Original topic: 用TiDB Operator 部署的tidb集群,discovery一直重启正常吗
[Test Environment for TiDB] Testing
[TiDB Version] v7.5.1
[Reproduction Path] After installation and deployment, discovery keeps restarting, but the cluster is usable, and creating databases and tables works fine.
[Encountered Problem: Phenomenon and Impact] After installation and deployment, discovery keeps restarting, but the cluster is usable, and creating databases and tables works fine.
[Resource Configuration] Go to TiDB Dashboard - Cluster Info - Hosts and take a screenshot of this page
[Attachments: Screenshots/Logs/Monitoring]

Logs
It’s not normal, check what the logs have output.
The image below is the discovery log. Do I need to check any other logs?
It doesn’t affect usage, but will constant restarting be a potential issue?
At least from the code, it exits upon receiving four types of signals.
Then, the logs clearly state that it received the SIGTERM signal.

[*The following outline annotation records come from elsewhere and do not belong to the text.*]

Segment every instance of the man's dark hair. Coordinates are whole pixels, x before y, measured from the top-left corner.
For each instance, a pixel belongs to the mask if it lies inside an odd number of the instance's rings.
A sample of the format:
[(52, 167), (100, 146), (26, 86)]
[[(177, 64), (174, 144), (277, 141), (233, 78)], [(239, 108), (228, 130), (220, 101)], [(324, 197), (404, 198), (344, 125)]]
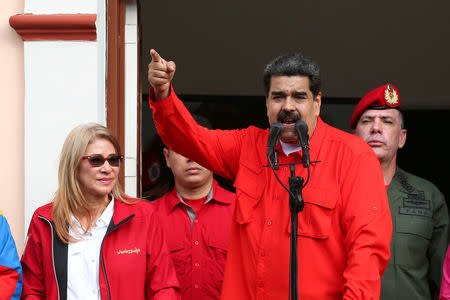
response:
[(279, 56), (266, 65), (264, 68), (266, 96), (269, 94), (272, 76), (307, 76), (309, 78), (309, 89), (313, 96), (316, 97), (321, 90), (319, 65), (300, 53)]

And by default, kill sends this signal.
Now it’s unclear whether some script is killing it, or if there are other reasons involved.

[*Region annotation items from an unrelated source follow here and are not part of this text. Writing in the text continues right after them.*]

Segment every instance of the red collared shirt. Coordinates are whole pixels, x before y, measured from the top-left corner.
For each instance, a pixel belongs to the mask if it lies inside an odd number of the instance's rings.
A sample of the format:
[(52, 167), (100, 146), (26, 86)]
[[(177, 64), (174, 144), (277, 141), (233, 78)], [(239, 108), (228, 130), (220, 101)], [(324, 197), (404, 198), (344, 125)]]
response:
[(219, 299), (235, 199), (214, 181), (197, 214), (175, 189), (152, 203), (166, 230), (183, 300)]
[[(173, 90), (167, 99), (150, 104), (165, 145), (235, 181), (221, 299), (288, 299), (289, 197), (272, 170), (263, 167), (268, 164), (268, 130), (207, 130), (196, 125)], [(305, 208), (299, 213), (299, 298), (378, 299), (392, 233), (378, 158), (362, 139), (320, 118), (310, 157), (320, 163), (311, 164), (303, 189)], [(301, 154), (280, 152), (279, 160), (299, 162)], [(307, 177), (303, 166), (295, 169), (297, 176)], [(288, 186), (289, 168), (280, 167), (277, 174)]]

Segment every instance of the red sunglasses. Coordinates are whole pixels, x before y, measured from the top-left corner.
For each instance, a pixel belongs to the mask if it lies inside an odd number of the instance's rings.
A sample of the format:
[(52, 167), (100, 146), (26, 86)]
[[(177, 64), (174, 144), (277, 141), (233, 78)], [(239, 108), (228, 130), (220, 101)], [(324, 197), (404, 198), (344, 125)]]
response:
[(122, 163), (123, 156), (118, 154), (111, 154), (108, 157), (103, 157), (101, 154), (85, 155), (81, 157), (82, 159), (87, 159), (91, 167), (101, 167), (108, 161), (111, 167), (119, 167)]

It’s not normal. Try running kubectl describe pod <discovery> -n tidb-cluster-new
to check.
It was just killed, and there’s no useful information.
Hmm, I can’t see any issues. Do your k8s nodes have enough resources now? Try changing the startup command of the deployment pod to block it with tail -f
, then exec into the pod and manually execute the discovery-related commands to see if you can find any useful information.
tidb-controller-manager logs
Looking at the logs is not triggered internally by the Operator. Start investigating from the k8s level, such as OOM kill, node scheduling, etc.
This thing doesn’t seem to be useful and doesn’t affect the cluster.
Doesn’t this log show that it was killed from the k8s level?
Currently, we are looking for the reason for the kill.